Isso aumentará ainda mais os problemas do sistema prisional brasileiro e da segurança de uma forma geral, pois muitos jovens acabam sendo recrutados pelas organizações criminosas quando são aprisionados. Com autorização para o uso da força letal nas ações repressivas, haverá um recrudescimento da violência legal e ilegal por partes dos agentes do Estado.
A introdução do acordo (plea bargain) entre o réu e o Ministério Público, copiada do modelo americano, pode ter impactos catastróficos, especialmente para os que não podem contar com os serviços jurídicos. Aquele que estiver sendo acusado, por exemplo, pode se declarar culpado com receio de um julgamento negativo e passar a cumprir a pena imediatamente, contribuindo ainda mais para o aumento dos encarcerados.
Na possibilidade do acordo, há uma situação de vulnerabilidade e assimetria entre o réu e o Ministério Público, em um cenário com procuradores poderosos, flexibilidade de garantias constitucionais e desconsideração de padrões probatórios mínimos.
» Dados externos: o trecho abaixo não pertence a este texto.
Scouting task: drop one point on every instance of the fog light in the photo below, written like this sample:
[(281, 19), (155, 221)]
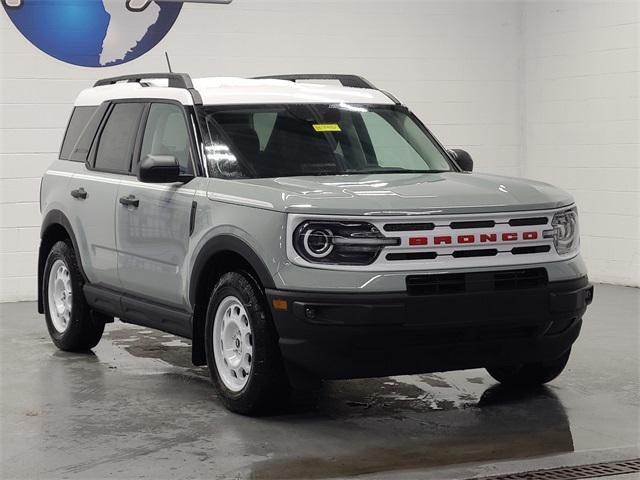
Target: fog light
[(280, 304)]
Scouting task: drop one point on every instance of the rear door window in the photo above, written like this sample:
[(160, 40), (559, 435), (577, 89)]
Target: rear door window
[(80, 119), (115, 148)]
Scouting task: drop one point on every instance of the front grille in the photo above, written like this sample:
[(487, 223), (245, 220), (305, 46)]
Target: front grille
[(408, 227), (476, 224), (525, 222), (450, 283)]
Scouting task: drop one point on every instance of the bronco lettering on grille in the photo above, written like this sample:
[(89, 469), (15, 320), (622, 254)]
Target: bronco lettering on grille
[(472, 238)]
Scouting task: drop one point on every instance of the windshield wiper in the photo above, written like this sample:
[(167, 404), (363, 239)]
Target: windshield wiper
[(395, 170)]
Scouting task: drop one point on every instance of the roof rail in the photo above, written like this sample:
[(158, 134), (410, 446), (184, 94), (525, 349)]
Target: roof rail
[(346, 80), (176, 80)]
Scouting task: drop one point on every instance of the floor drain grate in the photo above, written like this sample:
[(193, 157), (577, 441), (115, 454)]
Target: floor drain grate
[(575, 473)]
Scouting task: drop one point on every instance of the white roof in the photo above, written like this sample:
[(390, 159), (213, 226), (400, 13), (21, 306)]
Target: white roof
[(235, 91)]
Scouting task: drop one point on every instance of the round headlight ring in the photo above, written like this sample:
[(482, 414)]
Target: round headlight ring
[(317, 242)]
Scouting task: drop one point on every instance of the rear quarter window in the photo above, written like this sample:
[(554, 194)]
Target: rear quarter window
[(80, 125)]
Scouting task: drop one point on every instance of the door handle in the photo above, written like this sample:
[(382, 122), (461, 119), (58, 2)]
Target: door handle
[(79, 193), (130, 201)]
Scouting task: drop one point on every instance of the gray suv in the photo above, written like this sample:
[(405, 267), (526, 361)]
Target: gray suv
[(297, 231)]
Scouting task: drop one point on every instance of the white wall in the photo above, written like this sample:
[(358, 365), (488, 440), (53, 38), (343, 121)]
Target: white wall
[(461, 65), (582, 122)]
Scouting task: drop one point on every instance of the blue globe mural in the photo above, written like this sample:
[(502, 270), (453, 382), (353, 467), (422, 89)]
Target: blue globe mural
[(93, 33)]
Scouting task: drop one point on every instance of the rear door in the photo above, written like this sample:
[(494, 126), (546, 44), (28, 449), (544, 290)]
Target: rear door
[(153, 220), (94, 189)]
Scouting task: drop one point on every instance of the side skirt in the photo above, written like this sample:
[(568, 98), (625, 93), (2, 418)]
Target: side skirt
[(138, 311)]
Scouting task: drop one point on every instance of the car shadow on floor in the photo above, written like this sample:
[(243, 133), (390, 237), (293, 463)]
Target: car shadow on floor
[(381, 425)]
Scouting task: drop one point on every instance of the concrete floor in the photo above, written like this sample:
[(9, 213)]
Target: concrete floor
[(137, 408)]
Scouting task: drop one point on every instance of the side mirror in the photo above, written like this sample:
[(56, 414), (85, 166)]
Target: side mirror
[(462, 158), (159, 169)]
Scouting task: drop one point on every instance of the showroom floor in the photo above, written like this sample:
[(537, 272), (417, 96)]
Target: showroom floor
[(137, 408)]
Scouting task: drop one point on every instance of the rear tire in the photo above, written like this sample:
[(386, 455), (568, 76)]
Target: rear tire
[(69, 321), (242, 347), (530, 374)]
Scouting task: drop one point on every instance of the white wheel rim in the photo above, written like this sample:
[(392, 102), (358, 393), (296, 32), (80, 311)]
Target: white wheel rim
[(60, 295), (232, 343)]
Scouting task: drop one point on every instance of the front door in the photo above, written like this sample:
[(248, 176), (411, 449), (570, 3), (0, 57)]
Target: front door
[(153, 220)]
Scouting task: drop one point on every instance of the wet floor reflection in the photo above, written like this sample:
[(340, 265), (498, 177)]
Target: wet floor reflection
[(377, 425)]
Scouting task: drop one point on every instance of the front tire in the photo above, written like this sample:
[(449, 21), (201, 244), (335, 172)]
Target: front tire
[(242, 347), (70, 324), (530, 374)]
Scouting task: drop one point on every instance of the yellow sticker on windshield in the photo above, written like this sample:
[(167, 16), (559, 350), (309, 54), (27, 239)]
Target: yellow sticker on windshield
[(327, 127)]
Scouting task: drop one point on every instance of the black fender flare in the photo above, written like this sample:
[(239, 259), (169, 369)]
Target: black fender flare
[(232, 243), (54, 217)]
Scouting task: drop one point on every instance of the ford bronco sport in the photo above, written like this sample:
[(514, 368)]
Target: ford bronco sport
[(296, 231)]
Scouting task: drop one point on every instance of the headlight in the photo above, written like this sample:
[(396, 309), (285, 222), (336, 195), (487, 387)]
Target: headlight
[(565, 233), (345, 243)]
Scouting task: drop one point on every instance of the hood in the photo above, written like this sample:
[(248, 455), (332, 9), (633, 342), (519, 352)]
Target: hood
[(383, 194)]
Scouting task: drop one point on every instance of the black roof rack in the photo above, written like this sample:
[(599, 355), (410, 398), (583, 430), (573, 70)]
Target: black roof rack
[(346, 80), (176, 80)]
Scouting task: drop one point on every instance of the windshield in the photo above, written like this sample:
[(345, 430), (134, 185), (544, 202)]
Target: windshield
[(292, 140)]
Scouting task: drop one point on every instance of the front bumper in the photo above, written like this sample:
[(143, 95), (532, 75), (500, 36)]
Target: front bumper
[(338, 335)]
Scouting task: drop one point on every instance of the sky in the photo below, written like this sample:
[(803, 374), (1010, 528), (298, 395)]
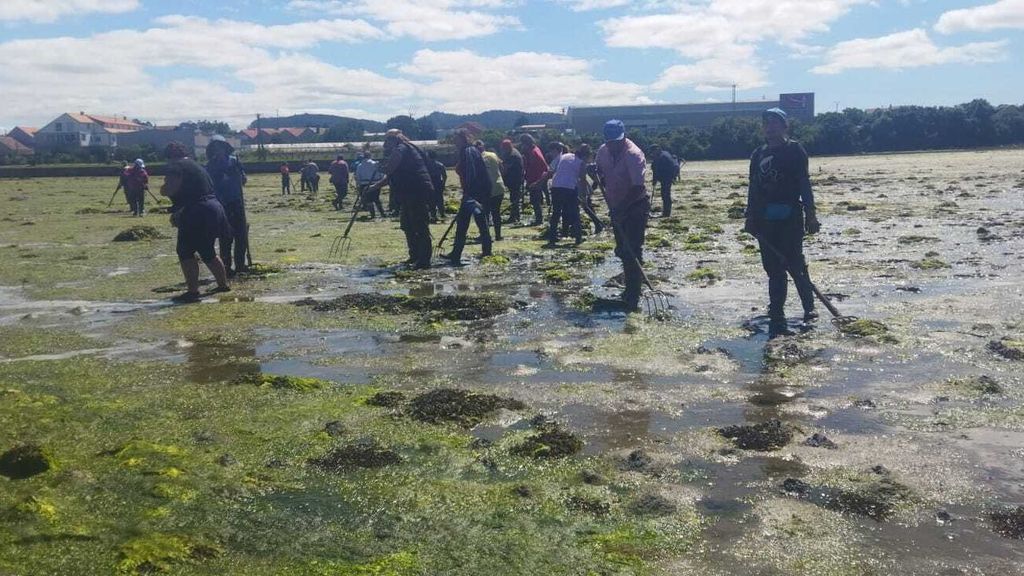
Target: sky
[(168, 62)]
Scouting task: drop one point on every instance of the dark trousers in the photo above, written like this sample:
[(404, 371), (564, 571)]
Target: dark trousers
[(369, 200), (136, 199), (629, 225), (437, 202), (666, 187), (340, 192), (470, 210), (515, 200), (415, 222), (537, 195), (236, 212), (587, 203), (787, 237), (564, 206), (495, 211)]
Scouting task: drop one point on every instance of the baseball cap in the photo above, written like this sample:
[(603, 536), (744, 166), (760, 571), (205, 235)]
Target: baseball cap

O excludente de ilicitude, contido nas propostas de Moro, agravará ainda mais a violência policial. O uso indiscriminado da força policial e a institucionalização da morte como método legitimado e normalizado de combate ao crime serão concebidos como política de segurança pública.
Não é sem sentido que juristas, criminalistas e pesquisadores sobre a vivência dos direitos têm se mostrado muito preocupados. Assim, fazemos coro àqueles que veem o pacote com bastante desconfiança e ceticismo, pois fomenta um cenário de insegurança pública e jurídica generalizado que poderá criar mais dificuldades para o avanço na construção de um Estado democrático de direito.
Por Rivail Rolim é Professor da Universidade Estadual de Londrina (UEL) e autor, entre outros, de O policiamento e a ordem (Eduel, 1996)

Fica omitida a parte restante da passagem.